Bitcoin vs. USDC: The first showdown?

Recently, BSV-driven wallet provider HandCash has been working on implementing USDC into their app. Users will be able to send and receive USDC in the same way as with BSV. Furthermore, swapping USDC for BSV and vice versa will be enabled.

Why is that interesting? Plenty of wallets offer such services in the digital asset space. BSV has been underrepresented in this situation so far. There is a unique selling point that BSV offers, which is utility. You can do things with BSV, unlike with most other digital assets.

Hard to choose between BSV and USDC if you have both ready in your wallet. Which one to save your money in? Which one to use to pay bills? HandCash has announced that there will be a feature that allows for the direct selling of BSV to a conventional bank account. Do you see where this is going? If you can directly “send” your BSV to your bank account and receive the fiat equivalent, is there any reason left to hold USDC long-term? Bitcoin is complex cash, but what about USDC?

USDC and later CBDC, both in competition with Bitcoin

I am bringing up all this because we are nearing a monetary climax with BSV and USDC in one wallet. We wrote about Bitcoin and CBDC a while ago. Sure, USDC is not a CBDC, but USDC is conceptually the closest we have to a CBDC at this time. What happens in HandCash with BSV vs. USDC foreshadows the upcoming battle between the ultimate private money and central bank digital currencies.

We are entering a world where people will have CBDC in their wallets—as well as BSV. Just the way it will be in HandCash soon when users have BSV and USDC “ready to shoot.” The question is: which money is better? The private BSV or the state CBDC? Then we take the question further: is there room for both in the long term?

Users have the choice as soon as BSV and CBDC appear in the same wallet. They would be able to either save in BSV or in CBDC. With BSV, they have a finite cash system, as the supply of BSV is limited. However, the CBDC will probably have unique selling points, too (such as being legal tender), even though it is safe to assume it will never be finite in the circulating amounts.

Swapping BSV for CBDC and the other way around would force central banks to deliver a CBDC that is worth holding. Else: swap, swap, swap.

Central banks will program their CBDC so that states can allow or decline certain payments. That is indeed a dystopia, but we seem to be heading into that kind of a world now. Let me assure you that governments could do the same with Bitcoin if they wanted to. There is no “technological escape” from political measures (see our article on the Canadian truckers’ protest and Bitcoin).

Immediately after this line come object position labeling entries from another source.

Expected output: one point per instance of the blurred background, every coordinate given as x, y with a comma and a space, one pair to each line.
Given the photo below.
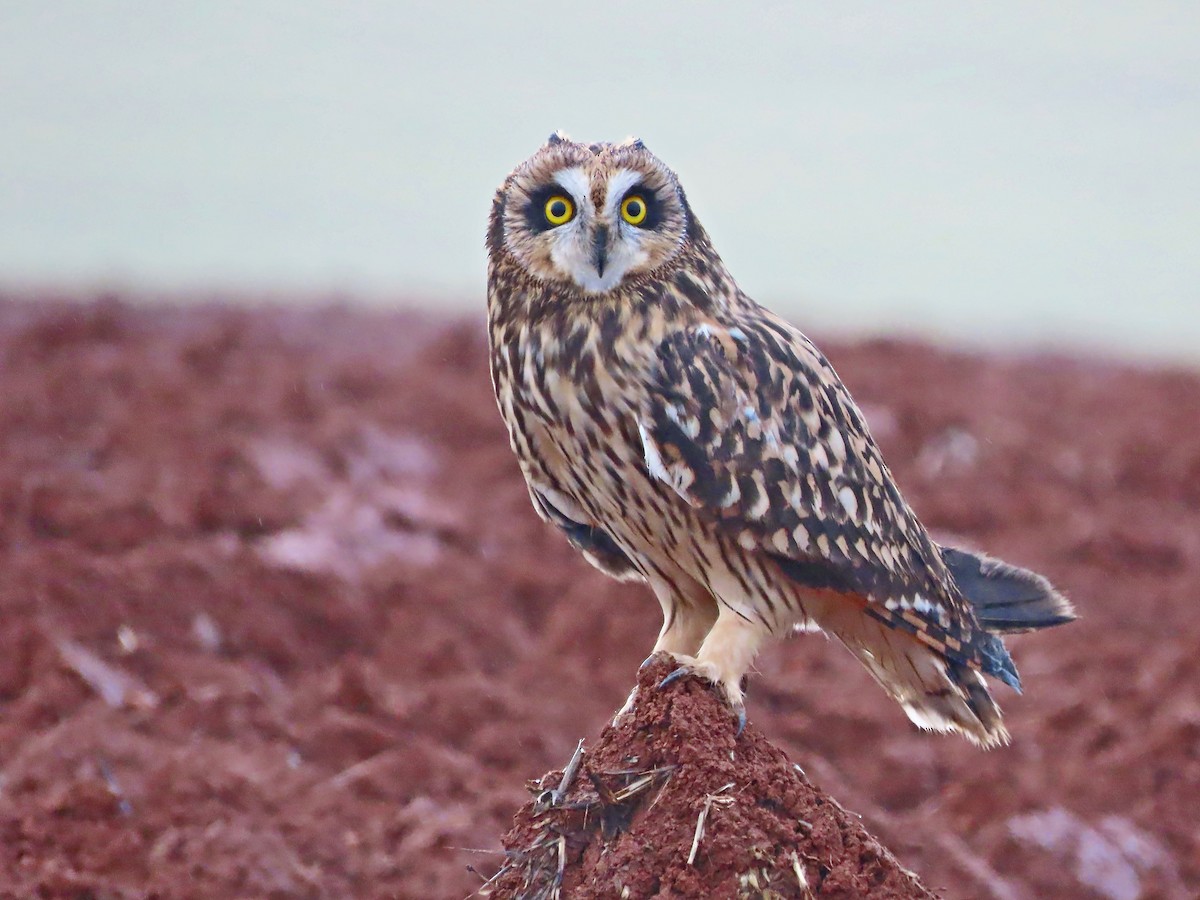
1023, 174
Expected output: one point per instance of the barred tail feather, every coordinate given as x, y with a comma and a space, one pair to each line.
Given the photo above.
936, 693
1006, 598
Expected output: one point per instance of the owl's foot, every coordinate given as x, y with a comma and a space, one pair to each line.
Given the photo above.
627, 707
729, 687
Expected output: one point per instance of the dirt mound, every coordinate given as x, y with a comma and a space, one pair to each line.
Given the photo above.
276, 617
673, 803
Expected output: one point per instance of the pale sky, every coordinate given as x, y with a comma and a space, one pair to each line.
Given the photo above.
1019, 172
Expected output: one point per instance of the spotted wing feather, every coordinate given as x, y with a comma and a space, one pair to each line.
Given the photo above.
751, 426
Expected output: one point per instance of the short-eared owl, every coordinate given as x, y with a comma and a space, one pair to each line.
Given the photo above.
684, 436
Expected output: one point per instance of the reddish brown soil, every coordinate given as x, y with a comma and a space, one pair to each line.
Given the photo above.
673, 803
277, 619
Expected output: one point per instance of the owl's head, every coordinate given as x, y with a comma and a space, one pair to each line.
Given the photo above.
591, 215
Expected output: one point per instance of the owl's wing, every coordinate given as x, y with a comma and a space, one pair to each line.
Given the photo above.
753, 427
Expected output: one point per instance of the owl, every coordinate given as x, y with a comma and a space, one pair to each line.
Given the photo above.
683, 436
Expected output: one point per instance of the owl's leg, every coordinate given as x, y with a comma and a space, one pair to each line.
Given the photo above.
688, 615
725, 657
685, 625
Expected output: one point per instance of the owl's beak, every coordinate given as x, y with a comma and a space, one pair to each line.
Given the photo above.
600, 249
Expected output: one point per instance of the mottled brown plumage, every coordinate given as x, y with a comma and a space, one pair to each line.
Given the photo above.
684, 436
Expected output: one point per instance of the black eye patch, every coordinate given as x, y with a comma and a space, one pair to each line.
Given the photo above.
647, 198
535, 209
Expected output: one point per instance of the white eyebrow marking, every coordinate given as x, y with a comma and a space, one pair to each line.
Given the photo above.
575, 183
618, 186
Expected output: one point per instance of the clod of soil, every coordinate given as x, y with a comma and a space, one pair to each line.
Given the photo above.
277, 619
673, 803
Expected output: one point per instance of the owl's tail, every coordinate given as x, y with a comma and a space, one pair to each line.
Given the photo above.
1006, 598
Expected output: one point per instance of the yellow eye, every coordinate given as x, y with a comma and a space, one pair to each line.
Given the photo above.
633, 209
559, 209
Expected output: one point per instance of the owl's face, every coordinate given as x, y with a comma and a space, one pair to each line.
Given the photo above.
591, 215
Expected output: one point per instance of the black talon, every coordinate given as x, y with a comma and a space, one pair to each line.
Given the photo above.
675, 677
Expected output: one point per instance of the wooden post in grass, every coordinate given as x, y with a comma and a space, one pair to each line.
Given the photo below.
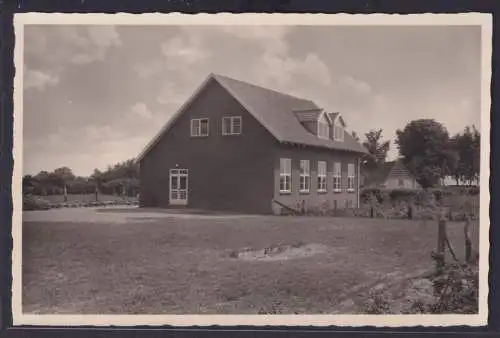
441, 242
468, 242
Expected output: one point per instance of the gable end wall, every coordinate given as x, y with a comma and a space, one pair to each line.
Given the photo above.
232, 173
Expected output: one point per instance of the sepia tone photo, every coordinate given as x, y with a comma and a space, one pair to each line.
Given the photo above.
288, 169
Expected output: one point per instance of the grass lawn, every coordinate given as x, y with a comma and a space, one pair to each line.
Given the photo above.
179, 265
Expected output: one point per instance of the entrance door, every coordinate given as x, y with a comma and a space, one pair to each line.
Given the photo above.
178, 186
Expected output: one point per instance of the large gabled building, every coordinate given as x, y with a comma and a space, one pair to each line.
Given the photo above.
239, 147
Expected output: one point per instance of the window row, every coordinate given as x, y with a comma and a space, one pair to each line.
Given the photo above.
324, 131
231, 125
305, 176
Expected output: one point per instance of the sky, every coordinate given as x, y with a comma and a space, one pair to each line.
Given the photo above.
96, 95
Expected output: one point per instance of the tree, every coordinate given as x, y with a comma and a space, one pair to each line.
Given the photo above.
424, 146
28, 184
43, 182
377, 148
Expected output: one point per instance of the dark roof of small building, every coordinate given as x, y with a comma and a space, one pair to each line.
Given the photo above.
275, 111
308, 115
381, 174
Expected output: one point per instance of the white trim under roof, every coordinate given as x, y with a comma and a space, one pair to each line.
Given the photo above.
174, 118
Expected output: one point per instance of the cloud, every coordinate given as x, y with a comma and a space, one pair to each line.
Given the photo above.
141, 109
36, 79
94, 43
182, 53
59, 45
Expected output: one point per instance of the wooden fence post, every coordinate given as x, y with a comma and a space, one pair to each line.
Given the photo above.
468, 242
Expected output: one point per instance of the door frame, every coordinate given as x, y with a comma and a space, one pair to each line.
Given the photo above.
178, 173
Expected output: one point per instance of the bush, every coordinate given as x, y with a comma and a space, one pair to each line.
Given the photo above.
403, 194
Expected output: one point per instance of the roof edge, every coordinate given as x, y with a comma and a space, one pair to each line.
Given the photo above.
174, 118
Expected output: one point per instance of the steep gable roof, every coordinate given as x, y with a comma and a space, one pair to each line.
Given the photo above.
382, 173
274, 110
308, 115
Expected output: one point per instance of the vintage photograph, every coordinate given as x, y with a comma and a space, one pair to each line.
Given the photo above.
259, 166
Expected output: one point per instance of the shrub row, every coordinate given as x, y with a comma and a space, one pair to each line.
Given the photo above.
385, 195
33, 204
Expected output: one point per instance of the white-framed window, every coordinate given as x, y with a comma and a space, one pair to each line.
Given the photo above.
199, 127
285, 175
338, 133
351, 174
337, 176
321, 176
231, 125
305, 176
323, 130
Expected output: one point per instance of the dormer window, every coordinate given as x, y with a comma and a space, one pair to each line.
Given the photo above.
338, 133
323, 130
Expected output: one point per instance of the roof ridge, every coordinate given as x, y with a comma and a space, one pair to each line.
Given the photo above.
215, 75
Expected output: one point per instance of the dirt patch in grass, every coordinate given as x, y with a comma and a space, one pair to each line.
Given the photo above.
280, 252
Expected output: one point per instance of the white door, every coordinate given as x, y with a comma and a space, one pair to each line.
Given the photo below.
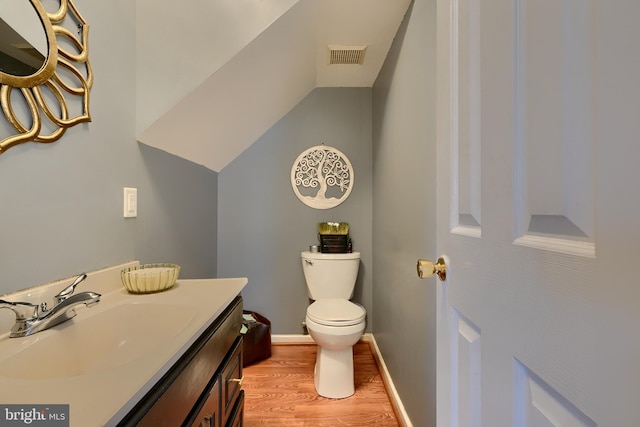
539, 213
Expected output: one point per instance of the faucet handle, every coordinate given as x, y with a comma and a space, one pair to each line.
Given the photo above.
68, 291
22, 310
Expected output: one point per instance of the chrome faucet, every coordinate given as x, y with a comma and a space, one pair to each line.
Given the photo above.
32, 318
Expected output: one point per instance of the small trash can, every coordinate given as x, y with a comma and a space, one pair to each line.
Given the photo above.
256, 331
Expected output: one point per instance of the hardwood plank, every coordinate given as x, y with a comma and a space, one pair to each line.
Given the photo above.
279, 391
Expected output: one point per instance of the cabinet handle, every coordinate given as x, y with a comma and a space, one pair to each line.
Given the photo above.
237, 380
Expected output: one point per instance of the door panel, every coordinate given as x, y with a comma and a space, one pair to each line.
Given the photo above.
538, 213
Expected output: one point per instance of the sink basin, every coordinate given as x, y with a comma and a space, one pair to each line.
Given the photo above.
98, 341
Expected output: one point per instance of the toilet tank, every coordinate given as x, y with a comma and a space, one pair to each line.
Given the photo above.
330, 275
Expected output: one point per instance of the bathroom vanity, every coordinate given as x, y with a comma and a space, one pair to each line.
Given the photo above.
172, 358
203, 388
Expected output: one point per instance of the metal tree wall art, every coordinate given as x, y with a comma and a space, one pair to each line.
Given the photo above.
322, 177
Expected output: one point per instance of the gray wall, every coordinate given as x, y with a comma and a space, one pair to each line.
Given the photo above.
262, 225
62, 202
404, 211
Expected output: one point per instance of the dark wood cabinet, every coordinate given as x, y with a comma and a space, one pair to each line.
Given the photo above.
204, 387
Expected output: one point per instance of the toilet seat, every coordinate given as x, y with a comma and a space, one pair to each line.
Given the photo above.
336, 312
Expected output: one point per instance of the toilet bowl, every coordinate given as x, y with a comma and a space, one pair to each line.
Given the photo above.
334, 322
335, 325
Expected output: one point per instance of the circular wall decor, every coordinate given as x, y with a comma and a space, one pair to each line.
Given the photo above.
322, 177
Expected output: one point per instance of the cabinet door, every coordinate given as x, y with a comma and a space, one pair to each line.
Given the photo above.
237, 415
209, 415
231, 381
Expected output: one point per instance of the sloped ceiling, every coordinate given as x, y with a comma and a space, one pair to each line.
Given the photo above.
213, 76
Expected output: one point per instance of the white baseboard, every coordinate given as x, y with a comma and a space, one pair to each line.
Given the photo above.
386, 377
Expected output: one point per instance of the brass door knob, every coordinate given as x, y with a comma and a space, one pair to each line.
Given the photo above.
428, 269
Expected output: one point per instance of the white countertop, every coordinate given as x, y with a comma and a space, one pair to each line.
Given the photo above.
104, 397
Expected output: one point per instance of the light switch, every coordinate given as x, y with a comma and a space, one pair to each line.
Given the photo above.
130, 202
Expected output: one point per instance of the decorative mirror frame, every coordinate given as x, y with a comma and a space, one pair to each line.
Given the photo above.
54, 76
322, 167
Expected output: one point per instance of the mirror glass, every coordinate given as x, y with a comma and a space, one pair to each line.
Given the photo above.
45, 72
23, 40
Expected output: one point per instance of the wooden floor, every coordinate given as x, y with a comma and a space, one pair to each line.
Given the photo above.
279, 391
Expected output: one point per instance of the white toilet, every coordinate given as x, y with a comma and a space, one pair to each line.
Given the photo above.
334, 322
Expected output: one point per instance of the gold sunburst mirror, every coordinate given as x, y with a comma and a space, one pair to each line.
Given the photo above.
45, 73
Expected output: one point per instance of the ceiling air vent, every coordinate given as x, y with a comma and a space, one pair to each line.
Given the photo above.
350, 55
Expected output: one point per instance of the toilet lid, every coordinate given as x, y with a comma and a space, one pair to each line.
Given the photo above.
336, 312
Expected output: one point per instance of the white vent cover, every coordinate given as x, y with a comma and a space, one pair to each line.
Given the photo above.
350, 55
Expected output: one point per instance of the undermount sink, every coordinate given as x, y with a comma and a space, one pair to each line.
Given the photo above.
95, 342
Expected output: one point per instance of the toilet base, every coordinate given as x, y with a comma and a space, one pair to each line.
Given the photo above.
333, 374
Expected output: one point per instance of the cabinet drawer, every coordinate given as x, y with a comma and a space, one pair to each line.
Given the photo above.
231, 380
209, 415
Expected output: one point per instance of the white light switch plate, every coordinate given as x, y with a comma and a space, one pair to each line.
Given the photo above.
130, 202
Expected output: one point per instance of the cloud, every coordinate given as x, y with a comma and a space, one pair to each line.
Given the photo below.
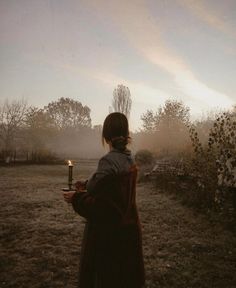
200, 9
133, 18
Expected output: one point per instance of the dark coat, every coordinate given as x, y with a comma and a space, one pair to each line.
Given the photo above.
112, 246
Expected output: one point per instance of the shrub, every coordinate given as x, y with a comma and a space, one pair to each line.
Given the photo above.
144, 157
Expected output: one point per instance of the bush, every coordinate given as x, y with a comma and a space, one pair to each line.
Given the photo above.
144, 157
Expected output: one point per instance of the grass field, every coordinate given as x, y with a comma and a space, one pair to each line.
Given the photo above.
41, 235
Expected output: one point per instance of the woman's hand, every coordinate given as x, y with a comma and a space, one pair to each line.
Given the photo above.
68, 196
80, 186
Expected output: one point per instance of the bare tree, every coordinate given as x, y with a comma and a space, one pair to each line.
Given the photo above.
68, 113
122, 100
168, 126
12, 116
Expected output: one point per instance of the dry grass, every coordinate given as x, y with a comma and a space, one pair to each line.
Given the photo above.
41, 235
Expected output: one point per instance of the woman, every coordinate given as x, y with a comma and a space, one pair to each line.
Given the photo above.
112, 246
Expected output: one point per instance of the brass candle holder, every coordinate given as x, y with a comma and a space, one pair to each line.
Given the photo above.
70, 177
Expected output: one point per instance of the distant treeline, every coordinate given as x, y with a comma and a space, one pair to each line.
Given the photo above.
63, 128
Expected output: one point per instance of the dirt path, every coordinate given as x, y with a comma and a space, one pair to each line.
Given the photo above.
41, 236
182, 248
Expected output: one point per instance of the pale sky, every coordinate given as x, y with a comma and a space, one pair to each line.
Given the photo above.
82, 49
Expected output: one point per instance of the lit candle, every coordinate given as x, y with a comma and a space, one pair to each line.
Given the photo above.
70, 175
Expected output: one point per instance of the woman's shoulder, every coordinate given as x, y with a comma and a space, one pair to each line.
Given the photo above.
118, 161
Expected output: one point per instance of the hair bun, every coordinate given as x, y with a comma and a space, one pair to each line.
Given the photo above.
119, 142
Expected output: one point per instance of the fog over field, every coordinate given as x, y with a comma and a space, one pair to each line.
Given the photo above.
169, 66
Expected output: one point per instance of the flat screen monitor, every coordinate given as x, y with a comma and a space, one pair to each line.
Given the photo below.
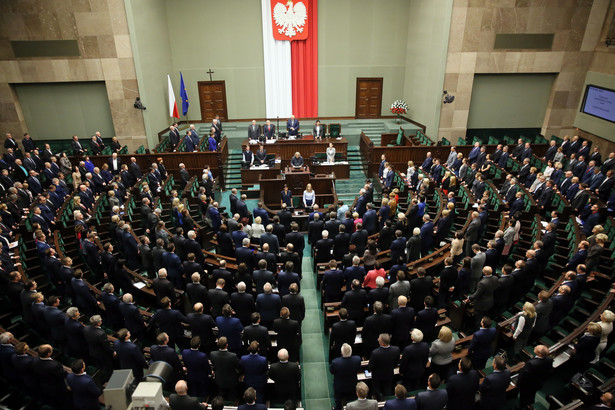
599, 102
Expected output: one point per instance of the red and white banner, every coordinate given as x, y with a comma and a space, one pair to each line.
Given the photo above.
290, 46
290, 19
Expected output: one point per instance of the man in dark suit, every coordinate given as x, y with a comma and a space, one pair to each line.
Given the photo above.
493, 388
51, 377
243, 304
382, 363
269, 130
257, 333
163, 287
344, 370
533, 375
255, 368
269, 305
462, 387
99, 346
420, 288
197, 367
483, 297
355, 301
432, 398
481, 347
226, 365
286, 376
181, 401
170, 321
289, 334
343, 331
295, 303
414, 360
202, 325
374, 326
130, 354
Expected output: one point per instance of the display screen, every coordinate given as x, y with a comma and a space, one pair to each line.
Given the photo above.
599, 102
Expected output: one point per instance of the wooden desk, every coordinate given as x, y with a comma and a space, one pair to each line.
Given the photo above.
306, 146
251, 176
341, 171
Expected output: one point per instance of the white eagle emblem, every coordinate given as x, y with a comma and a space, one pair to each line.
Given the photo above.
290, 20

Bitcoin is not against central banks, but ensures freedom

I’ll tell you how to fix central banks with BSV, though. Show them that their CBDC can run easily, efficiently, and safely on the BSV blockchain. Let them implement their system on BSV. Once their CBDC is utilizing BSV, it is a checkmate. There is no turning around from BSV, as all other electronic cash systems are worse by default. BSV is a one-way street into the information economy. Bitcoin, in the original design, can “trap” central banks into a private money environment.

Even the Bank of International Settlements (BIS) suggests the coexistence of private money and state money. The BIS published an executive paper concerning CBDCs and stated:

The intent would be to allow public and robust private money to continue to coexist, including through convertibility and interoperability.

This is where we must pay attention. Because if there is no such coexistence, then we—the people—are in the trap. As the BIS says: convertibility and interoperability; In other words: swap, swap, swap.

All of this is not primarily about technology. It is about economic incentives and competition for money. Bitcoin is not against central banks but enables a circumcision of central banks.

I am ready for this showdown. I want to see people choosing between BSV and USDC in the HandCash wallet soon. Later, people shall decide between their BSV holdings and their CBDC holdings. Let us welcome the pressure central banks will undergo with having to compete against a fully functioning, global, scalable, private, secure, low-cost, electronic cash system.